# what is best rail adapter for hk usp full size?



## jason0007

i need to find a good rail adapter to install on usp for m6 tactical light/laser...
the current rail on the usp won't allow a tlr1/2 or m6 light laser..


----------



## -gunut-

GG&G hands down. I had one of those $20 promag adapters, and although it was very solid, I did not like the look and it put the controls to low for my liking. The GG&G is very sturdy and has a great look to it. I even had my comp-tac holster modified to fit the gun+GG&G

Here are some pics


----------



## jason0007

-gunut- said:


> GG&G hands down. I had one of those $20 promag adapters, and although it was very solid, I did not like the look and it put the controls to low for my liking. The GG&G is very sturdy and has a great look to it.
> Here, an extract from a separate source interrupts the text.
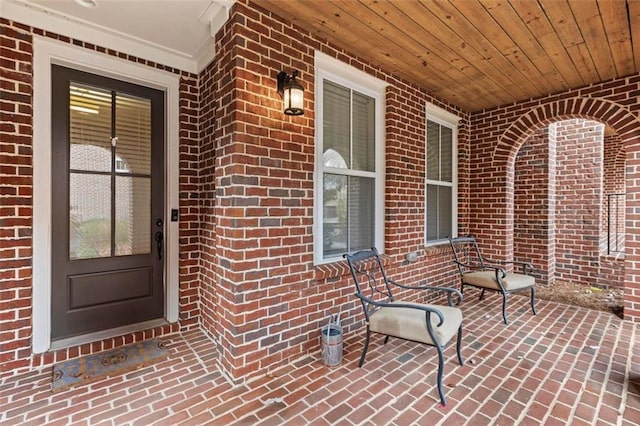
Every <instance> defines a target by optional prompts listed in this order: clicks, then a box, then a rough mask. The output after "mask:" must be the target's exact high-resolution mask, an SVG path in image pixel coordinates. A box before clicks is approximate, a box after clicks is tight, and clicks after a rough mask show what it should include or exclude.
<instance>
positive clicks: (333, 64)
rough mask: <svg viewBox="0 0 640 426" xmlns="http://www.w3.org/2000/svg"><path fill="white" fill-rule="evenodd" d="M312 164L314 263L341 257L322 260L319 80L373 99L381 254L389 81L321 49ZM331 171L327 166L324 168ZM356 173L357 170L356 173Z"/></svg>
mask: <svg viewBox="0 0 640 426" xmlns="http://www.w3.org/2000/svg"><path fill="white" fill-rule="evenodd" d="M314 59H315V73H316V75H315V94H314V95H315V105H316V116H315V120H316V122H315V123H316V124H315V127H316V129H315V158H316V160H315V165H316V166H315V167H314V175H313V182H314V209H313V247H314V250H313V251H314V264H315V265H320V264H326V263H332V262H336V261H339V260H342V257H333V258H330V259H323V241H322V233H321V231H322V205H323V199H322V197H323V185H322V176H323V172H324V171H325V169H324V168H323V166H322V157H323V152H322V141H323V134H322V132H323V129H322V120H323V117H322V81H323V79H328V80H331V81H332V82H334V83H337V84H341V85H343V86H345V87H348V88H350V89H353V90H356V91H358V92H360V93H362V94H365V95H367V96H371V97H372V98H374V99H375V102H376V108H375V117H376V125H375V132H376V140H375V158H376V159H375V167H376V172H375V176H376V183H375V194H376V201H375V219H374V229H375V245H376V247H377V248H378V250H379V251H380V252H381V253H384V216H385V215H384V206H385V192H384V188H385V187H384V182H385V168H384V167H385V162H384V153H385V91H386V87H387V86H388V84H387V83H386V82H384V81H382V80H380V79H378V78H376V77H373V76H371V75H369V74H367V73H365V72H363V71H360V70H358V69H356V68H354V67H352V66H350V65H348V64H346V63H344V62H341V61H339V60H337V59H335V58H332V57H330V56H328V55H326V54H324V53H322V52H318V51H316V52H315V58H314ZM327 171H330V169H327ZM356 173H357V172H356Z"/></svg>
I even had my comp-tac holster modified to fit the gun+GG&G
> 
> Here are some pics


thanks for those pics...i think you are correct with gg&g..
i put a bid on ebay for one for $31 and got outbid at $32 lol..


----------



## mw1311

jason0007 said:


> thanks for those pics...i think you are correct with gg&g..
> i put a bid on ebay for one for $31 and got outbid at $32 lol..


I'd order directly from GG&G, too much fake stuff going around @ ebay.
http://www.gggaz.com/index.php?id=75&parents=56,57


----------



## Shipwreck

Yes, that is the best one  - Or, if U can't afford it - use duct tape :smt082 :smt082 :smt082


----------



## mw1311

Shipwreck said:


> Yes, that is the best one  - Or, if U can't afford it - use duct tape :smt082 :smt082 :smt082


...............................................................................


----------



## ttomp

GG&G worth every penny.


----------



## BeefyBeefo




----------